European officials, concerned about further contagion of the debt crisis (NYT) that began months ago in Greece, are warning that any new plans will have to include Portugal as well as Ireland. Eurozone finance ministers are pressing Portugal and Ireland for detailed plans to handle their debt loads (FT). EU President Herman Van Rompuy warned that the Eurozone faces a "survival crisis" over its debt problems (BBC).

Though Ireland has insisted it has enough funds to last through the spring, the country is under mounting pressure to seek an EU or International Monetary Fund bailout (Guardian).
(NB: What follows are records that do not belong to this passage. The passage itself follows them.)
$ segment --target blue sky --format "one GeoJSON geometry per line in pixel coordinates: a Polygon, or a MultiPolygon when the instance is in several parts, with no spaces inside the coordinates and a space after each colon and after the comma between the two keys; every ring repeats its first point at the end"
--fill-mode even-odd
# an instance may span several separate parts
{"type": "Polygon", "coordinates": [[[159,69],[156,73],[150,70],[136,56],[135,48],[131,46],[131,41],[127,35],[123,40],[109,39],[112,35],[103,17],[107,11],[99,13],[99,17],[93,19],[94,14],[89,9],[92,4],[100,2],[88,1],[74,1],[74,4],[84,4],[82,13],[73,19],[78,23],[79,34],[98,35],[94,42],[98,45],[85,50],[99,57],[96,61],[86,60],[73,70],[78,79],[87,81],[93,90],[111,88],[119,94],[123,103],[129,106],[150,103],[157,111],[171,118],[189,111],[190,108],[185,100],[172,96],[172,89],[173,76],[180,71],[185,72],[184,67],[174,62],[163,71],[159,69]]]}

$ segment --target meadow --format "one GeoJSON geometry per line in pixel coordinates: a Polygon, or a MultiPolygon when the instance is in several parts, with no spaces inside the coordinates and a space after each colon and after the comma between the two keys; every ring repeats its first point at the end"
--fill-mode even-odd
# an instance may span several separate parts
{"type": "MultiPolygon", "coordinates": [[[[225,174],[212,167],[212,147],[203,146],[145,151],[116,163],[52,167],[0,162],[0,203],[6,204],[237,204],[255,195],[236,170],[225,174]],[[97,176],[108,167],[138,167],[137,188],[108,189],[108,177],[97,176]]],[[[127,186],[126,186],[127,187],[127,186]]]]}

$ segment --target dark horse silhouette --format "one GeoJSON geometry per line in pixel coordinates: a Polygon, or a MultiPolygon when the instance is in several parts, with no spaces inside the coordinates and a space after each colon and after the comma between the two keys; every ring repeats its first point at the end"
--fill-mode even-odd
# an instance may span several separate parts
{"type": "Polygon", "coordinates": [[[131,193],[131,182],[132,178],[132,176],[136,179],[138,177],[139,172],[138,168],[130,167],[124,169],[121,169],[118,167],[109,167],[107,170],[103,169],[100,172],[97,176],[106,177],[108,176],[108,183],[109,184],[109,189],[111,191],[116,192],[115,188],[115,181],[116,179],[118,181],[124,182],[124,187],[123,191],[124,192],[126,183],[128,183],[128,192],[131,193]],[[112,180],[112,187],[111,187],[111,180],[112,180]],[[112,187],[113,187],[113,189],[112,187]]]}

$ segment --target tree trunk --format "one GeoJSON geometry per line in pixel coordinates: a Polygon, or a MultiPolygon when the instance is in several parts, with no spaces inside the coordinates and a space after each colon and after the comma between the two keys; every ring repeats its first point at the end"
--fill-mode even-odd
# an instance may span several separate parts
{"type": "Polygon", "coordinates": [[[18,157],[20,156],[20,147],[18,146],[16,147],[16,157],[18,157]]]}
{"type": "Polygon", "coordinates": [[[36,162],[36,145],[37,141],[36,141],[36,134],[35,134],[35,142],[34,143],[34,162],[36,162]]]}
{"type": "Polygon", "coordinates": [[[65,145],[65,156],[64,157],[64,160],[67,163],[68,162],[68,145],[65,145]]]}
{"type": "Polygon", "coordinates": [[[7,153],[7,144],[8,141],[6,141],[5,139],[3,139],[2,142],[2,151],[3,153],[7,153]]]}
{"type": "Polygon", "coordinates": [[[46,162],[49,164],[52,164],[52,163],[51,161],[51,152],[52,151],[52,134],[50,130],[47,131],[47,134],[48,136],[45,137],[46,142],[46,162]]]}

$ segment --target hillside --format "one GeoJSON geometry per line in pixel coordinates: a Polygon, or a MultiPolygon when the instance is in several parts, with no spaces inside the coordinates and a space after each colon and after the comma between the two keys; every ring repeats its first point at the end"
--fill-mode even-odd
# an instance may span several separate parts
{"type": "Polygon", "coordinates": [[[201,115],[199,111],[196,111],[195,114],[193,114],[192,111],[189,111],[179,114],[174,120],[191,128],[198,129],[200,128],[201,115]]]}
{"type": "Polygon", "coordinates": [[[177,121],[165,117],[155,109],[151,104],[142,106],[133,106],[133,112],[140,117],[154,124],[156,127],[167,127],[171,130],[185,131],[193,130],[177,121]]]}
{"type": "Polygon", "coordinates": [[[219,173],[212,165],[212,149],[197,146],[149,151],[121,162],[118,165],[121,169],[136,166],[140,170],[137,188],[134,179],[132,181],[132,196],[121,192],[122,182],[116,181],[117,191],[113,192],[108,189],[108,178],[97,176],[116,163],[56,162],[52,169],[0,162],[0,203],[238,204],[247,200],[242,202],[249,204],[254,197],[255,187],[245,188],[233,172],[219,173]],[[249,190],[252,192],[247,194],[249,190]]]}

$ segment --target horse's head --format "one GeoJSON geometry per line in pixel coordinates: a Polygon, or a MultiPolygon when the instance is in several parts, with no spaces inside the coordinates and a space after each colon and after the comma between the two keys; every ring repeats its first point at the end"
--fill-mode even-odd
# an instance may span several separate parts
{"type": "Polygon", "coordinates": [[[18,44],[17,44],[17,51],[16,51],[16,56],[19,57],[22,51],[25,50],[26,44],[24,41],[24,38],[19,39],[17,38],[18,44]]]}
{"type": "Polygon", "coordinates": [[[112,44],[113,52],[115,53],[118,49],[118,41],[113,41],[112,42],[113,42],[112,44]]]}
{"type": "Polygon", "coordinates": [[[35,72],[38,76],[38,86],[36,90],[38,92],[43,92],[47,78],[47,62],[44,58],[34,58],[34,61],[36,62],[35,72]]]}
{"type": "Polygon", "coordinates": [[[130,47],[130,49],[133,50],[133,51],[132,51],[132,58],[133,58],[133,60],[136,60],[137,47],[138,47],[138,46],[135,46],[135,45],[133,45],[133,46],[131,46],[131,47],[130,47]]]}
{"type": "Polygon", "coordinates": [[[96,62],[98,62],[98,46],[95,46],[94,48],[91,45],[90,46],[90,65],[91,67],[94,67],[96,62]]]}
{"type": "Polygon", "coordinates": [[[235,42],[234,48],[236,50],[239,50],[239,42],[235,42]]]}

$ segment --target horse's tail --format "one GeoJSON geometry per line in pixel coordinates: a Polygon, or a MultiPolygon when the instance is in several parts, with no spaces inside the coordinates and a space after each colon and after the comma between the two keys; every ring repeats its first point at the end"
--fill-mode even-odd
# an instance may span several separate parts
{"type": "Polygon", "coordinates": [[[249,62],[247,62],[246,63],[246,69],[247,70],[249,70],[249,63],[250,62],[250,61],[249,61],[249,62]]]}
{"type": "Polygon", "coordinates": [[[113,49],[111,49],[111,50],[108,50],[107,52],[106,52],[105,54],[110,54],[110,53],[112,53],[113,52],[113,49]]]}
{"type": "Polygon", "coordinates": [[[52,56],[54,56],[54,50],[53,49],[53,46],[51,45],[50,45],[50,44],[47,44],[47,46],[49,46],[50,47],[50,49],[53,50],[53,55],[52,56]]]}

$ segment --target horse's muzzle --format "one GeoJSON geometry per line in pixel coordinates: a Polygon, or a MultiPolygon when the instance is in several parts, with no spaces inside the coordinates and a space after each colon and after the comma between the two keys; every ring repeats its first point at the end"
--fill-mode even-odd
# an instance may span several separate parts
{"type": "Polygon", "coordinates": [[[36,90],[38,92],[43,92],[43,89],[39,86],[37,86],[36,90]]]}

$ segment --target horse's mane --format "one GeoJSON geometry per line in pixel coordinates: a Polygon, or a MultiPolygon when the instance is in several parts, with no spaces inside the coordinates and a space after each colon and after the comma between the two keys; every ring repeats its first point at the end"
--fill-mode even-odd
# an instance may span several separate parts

Last month, Ireland was faced with 130 billion euros ($177 billion) in outstanding European Central Bank loans (DeutscheWelle), and its deficit is set to reach 32 percent of GDP this year.


CFR's Stewart M. Patrick argues that the current crisis in the European Union presents a chance to overhaul the EU's institutions.

This essay by Mary Elise Sarotte examines the historical roots of the eurozone crisis, tracing the ongoing political and economic problems back to agreements that were made around German reunification in 1989.

Ireland's crisis is an opportunity for Germany to complete the construction of the single currency on its own terms, writes Larry Elliot in the Guardian.

The euro has imploded, writes Peter Oborne in the Telegraph, but the "euro elite" don't seem to understand the magnitude of the disaster.


PACIFIC RIM: China Sends Patrol Ship to Disputed Area

China sent a helicopter-equipped fisheries patrol vessel to the disputed East China Sea (AFP), the state media reported, just as tensions seemed to be cooling between Japan and China over Japan's arrest of a Chinese trawler captain in September.

China's influence is expanding regionally on land and at sea, from Central Asia to the South China Sea and from the Russian Far East to the Indian Ocean, writes Robert Kaplan in this Foreign Affairs article.

Burma: Pro-democracy leader Aung San Suu Kyi filed documents with the country's High Court to have her political party, the National League for Democracy, reinstated after the ruling junta disbanded it earlier this year (AP).